Time in the Market
               Not Timing the Market

UNDERGROUND OIL: THE RISE OF THE BLACK MARKET FOR CRUDE

For those possessing the audacity and the resilience to engage in transactions with Moscow, Caracas, or Tehran, crude oil barrels, available at a discount, are within grasp. An intriguing market is thriving beneath the world’s watchful eyes: a ‘black market’ for oil. A closer look reveals that the unexpected surge in production hails predominantly from OPEC+ countries under the Western sanctions – notably Russia, Iran, and to a lesser degree, Venezuela.

Contrary to popular belief, the 25% plunge in oil prices since late 2022 is not a consequence of weakened demand amid slow economies. The root cause, ironically, is an oversupply. The excess influx of oil from Russia, Venezuela, and Iran prompts the question: Are Western sanctions failing to make the desired impact?

This scenario does not necessarily indicate the failure of sanctions but instead suggests that their primary objective is to ensure the oil market remains well-stocked, even if it allows Moscow, Tehran, and Caracas to continue oil sales. Western politicians often speak of using sanctions to incapacitate rogue petro-dictators, but their actual intent might be to curb inflation. Their strategy has paid off so far, but its effectiveness in the coming summer, when oil demand is projected to soar, is yet to be determined.

Amidst these peculiar circumstances, the International Energy Agency (IEA) has revised its 2023 global oil demand forecast upwards by nearly 400,000 barrels per day, pushing the average daily consumption to a record 102 million barrels. This optimistic outlook has persisted even as the Federal Reserve and the European Central Bank have hiked interest rates, and Wall Street forecasted a potential recession.

However, the IEA’s optimism has its detractors. Critics argue that the agency’s projection of a 2.2 million-barrel-per-day increase in oil consumption this year is overly ambitious, especially considering its prediction of a contraction in global diesel demand.

An inherent issue with the current oil market dynamics is the excessive emphasis on Washington’s political and economic fluctuations. Indeed, the US remains the world’s largest oil consumer, guzzling two out of every ten barrels produced globally. However, the American oil market is not synonymous with the global one. Its leading consumption share has been gradually declining over the years. In 2023, the combined consumption of China and India, expected to reach 21.4 million barrels a day, is predicted to surpass the U.S. consumption of 20.3 million barrels.

The true challenge for oil bulls and countries such as Saudi Arabia, which desire higher prices, lies in the supply-side dynamics and the cash necessities of sanctioned producers. Over the past six months, the IEA has boosted its 2023 output forecasts for Russia, Iran, and Venezuela by a cumulative 1.3 million barrels per day, pushing the annual average to 14.3 million barrels a day

The IEA has consistently underestimated Moscow since it invaded Ukraine over a year ago. The agency foretold a significant drop in Russian output in 2023 to an annual average of 8.71 million daily barrels. However, in April, Russia produced about 10.93 million barrels a day. Russian production would need to fall to meet the IEA’s revised forecast of an annual average of 10.73 million. Yet, Russia has not delivered on its promise to reduce production. Instead, it is pumping at will, trying to compensate for the lower prices through increased volume.

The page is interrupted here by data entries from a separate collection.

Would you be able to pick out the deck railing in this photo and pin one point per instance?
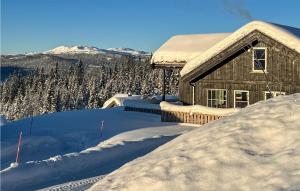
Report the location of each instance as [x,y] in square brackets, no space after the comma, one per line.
[184,117]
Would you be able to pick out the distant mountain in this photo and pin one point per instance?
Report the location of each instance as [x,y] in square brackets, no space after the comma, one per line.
[93,50]
[128,51]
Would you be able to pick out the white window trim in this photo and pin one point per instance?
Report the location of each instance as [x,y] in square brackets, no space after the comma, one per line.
[266,59]
[248,93]
[217,89]
[273,92]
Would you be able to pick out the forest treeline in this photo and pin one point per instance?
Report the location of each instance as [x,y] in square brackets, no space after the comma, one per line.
[43,91]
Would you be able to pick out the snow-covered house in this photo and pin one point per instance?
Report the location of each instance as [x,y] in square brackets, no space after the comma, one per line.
[224,70]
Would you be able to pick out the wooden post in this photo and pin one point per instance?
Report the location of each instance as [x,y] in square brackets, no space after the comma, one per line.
[164,85]
[19,145]
[30,127]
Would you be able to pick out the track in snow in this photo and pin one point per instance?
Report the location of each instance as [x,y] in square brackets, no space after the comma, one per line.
[78,185]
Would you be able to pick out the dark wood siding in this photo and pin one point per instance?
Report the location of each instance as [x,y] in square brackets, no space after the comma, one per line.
[283,74]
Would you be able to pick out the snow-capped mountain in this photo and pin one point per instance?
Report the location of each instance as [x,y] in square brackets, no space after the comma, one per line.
[93,50]
[74,50]
[127,51]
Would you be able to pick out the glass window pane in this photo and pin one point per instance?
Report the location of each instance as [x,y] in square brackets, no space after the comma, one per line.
[218,98]
[241,104]
[268,95]
[209,94]
[259,53]
[259,64]
[241,98]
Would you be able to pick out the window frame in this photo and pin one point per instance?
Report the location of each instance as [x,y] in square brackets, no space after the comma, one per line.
[273,92]
[215,99]
[248,95]
[266,59]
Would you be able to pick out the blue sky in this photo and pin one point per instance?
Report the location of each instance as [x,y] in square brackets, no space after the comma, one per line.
[39,25]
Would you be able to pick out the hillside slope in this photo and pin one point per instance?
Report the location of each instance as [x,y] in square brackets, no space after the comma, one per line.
[257,148]
[74,145]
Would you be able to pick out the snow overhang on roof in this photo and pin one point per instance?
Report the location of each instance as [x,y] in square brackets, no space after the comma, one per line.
[180,49]
[288,36]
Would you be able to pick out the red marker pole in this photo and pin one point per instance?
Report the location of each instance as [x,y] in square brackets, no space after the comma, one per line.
[19,145]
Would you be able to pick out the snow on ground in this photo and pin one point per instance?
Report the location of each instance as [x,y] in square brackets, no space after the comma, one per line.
[257,148]
[70,146]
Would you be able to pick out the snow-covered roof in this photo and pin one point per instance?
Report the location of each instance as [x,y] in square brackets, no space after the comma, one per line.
[289,36]
[182,48]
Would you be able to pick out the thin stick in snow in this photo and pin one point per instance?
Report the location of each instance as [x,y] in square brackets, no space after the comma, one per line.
[31,121]
[19,145]
[101,128]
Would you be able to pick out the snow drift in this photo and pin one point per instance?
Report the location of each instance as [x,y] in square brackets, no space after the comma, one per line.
[257,148]
[73,145]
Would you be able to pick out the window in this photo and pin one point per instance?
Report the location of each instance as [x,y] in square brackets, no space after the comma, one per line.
[217,98]
[241,98]
[259,59]
[269,95]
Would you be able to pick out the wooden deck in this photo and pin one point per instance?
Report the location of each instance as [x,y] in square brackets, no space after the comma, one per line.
[179,117]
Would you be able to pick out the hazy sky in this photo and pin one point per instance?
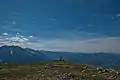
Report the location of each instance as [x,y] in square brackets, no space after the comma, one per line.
[61,25]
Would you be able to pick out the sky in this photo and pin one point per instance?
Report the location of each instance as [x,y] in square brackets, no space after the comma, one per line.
[61,25]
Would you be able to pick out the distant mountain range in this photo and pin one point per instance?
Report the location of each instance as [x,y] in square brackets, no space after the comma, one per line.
[18,54]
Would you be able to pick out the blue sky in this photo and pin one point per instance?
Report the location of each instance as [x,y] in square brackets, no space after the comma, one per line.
[62,25]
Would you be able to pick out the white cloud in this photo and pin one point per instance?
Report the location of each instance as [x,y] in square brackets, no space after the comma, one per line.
[13,22]
[5,34]
[103,44]
[108,44]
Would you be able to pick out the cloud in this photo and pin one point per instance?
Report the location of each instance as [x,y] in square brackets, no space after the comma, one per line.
[13,22]
[5,34]
[93,45]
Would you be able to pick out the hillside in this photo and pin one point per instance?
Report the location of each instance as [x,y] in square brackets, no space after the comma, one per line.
[18,55]
[56,70]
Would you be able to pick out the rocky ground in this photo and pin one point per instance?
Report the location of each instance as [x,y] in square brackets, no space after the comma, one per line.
[56,70]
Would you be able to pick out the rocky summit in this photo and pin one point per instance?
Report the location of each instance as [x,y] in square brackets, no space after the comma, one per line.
[56,70]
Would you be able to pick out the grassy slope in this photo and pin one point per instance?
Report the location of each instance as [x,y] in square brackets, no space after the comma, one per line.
[54,71]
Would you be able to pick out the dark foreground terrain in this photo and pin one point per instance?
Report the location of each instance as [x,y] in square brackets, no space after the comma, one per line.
[55,70]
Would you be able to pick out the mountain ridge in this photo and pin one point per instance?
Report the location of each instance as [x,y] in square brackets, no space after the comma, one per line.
[18,54]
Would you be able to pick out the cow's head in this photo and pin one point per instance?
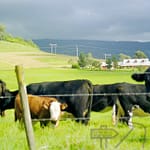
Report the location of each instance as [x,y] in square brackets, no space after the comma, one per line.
[143,77]
[2,88]
[55,108]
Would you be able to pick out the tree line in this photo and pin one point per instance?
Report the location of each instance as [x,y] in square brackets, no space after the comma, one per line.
[87,60]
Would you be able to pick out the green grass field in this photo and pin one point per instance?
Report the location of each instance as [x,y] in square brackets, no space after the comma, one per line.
[70,135]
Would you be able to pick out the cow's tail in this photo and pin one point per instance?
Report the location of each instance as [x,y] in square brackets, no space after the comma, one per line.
[89,102]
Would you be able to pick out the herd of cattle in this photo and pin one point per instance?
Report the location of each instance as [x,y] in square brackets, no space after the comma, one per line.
[78,97]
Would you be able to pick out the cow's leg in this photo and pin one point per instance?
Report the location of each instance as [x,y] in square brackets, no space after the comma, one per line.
[130,124]
[2,113]
[114,112]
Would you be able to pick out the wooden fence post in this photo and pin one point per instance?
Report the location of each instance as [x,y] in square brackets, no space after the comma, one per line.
[25,105]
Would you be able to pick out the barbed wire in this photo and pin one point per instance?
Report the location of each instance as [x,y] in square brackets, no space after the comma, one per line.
[82,94]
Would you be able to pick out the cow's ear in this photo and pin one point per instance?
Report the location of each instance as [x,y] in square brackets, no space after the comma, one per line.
[63,106]
[45,105]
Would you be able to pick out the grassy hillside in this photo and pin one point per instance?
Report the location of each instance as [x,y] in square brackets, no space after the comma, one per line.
[12,54]
[16,47]
[69,135]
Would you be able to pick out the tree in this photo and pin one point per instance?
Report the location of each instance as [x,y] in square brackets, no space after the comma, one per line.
[139,54]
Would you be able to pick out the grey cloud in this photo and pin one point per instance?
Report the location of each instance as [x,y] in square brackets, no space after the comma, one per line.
[77,19]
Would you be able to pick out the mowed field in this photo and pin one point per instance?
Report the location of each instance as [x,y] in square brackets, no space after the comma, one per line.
[69,135]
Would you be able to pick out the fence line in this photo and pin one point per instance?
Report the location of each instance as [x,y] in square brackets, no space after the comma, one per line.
[96,94]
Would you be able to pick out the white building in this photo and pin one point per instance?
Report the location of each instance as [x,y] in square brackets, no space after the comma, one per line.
[134,62]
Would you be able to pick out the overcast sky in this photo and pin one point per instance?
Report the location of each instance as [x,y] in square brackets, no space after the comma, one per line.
[119,20]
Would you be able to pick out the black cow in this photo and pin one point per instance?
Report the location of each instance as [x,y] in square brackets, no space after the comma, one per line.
[143,77]
[104,96]
[77,94]
[7,101]
[127,95]
[131,95]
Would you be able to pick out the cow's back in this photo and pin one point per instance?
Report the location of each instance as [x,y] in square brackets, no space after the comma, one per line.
[76,93]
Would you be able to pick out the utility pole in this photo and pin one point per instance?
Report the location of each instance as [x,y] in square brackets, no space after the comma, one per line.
[53,46]
[77,51]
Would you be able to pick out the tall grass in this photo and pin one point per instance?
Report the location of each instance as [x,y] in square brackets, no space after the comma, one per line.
[70,135]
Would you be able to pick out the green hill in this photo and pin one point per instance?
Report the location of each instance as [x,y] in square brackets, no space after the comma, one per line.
[16,47]
[12,54]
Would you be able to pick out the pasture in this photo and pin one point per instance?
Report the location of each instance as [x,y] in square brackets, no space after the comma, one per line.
[69,135]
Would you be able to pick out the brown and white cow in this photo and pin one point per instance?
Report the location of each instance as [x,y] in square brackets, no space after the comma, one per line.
[41,107]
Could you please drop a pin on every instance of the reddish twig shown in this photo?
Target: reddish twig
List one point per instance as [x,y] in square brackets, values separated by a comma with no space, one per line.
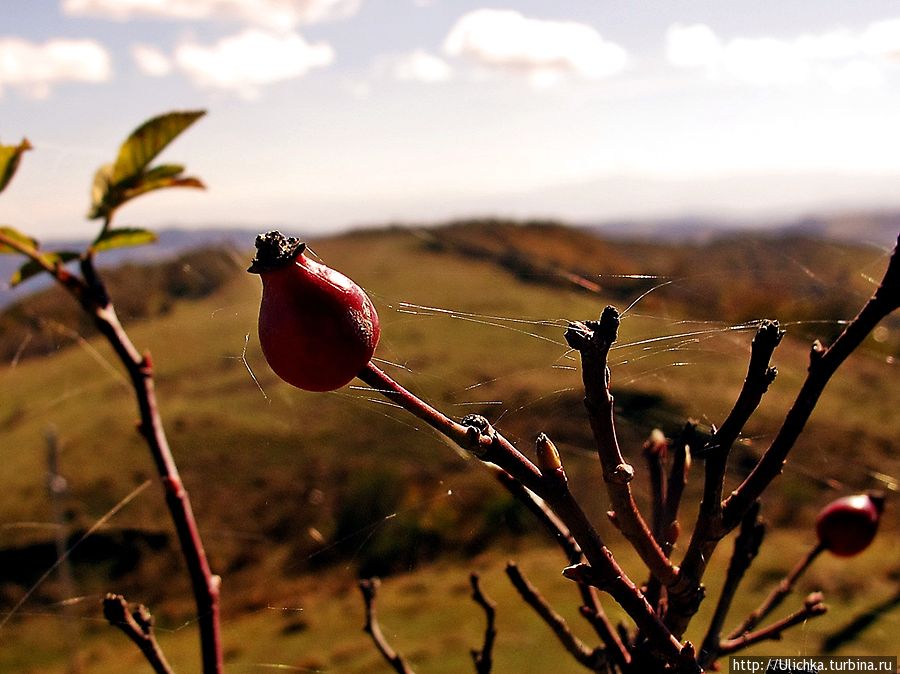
[746,547]
[593,339]
[483,657]
[591,609]
[782,590]
[709,529]
[490,446]
[592,658]
[656,449]
[205,584]
[675,484]
[369,588]
[718,517]
[824,362]
[813,606]
[137,625]
[93,297]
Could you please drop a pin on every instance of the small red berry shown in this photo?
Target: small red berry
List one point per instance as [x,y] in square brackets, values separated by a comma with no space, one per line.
[847,525]
[317,328]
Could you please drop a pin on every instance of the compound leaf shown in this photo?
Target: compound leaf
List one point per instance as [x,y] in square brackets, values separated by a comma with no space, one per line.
[147,141]
[33,268]
[16,236]
[123,237]
[9,160]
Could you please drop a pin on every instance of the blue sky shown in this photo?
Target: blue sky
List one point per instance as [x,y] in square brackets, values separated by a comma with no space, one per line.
[325,114]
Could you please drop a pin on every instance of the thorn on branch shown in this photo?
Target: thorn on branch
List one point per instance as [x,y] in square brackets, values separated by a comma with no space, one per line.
[369,588]
[137,625]
[482,657]
[591,658]
[746,547]
[784,587]
[813,606]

The rise of this oil black market provides a fascinating insight into the complex realities of the global oil economy, where sanctions, supply, demand, and politics intertwine. It offers an eye-opening perspective on the geopolitical dynamics shaping the market and their implications on countries caught in the crossfire of sanctions.

The traditional view of supply and demand isn’t the sole driving force in the oil market. Instead, the market has become a complex arena where geopolitical maneuvering, economic sanctions, and black market trading coalesce to dictate the trends.

A crucial takeaway from this situation is that the need for cash among sanctioned producers like Russia, Iran, and Venezuela drives them to find alternative ways to sell their oil, flooding the market with additional supply. This abundance of oil has significantly contributed to the recent drop in prices, a trend that could persist if these conditions remain unchanged.

Moreover, the IEA’s repeated miscalculations on Russia’s oil output indicate a potential disconnect between the agency’s forecasts and the realities on the ground. It suggests a need for a more dynamic and nuanced approach to forecasting that considers the complex political and economic realities influencing oil production.

As the world grapples with these intricate dynamics, the role of countries like China and India is becoming increasingly critical. As their combined oil consumption overtakes the U.S., their influence on the global oil market is poised to grow significantly. Their energy policies and consumption patterns could reshape the market in ways we are only beginning to understand.

So the emergence of a thriving black market for oil is a stark reminder of the complexities of the global oil economy. It is a testament to the adaptability of countries under sanctions and the lengths they will go to maintain their economic lifelines. As we look to the future, we must recognize that the traditional paradigms of understanding the oil market may no longer suffice. A more comprehensive approach that considers the geopolitical, economic, and market realities is required to navigate the ever-evolving landscape of the global oil industry.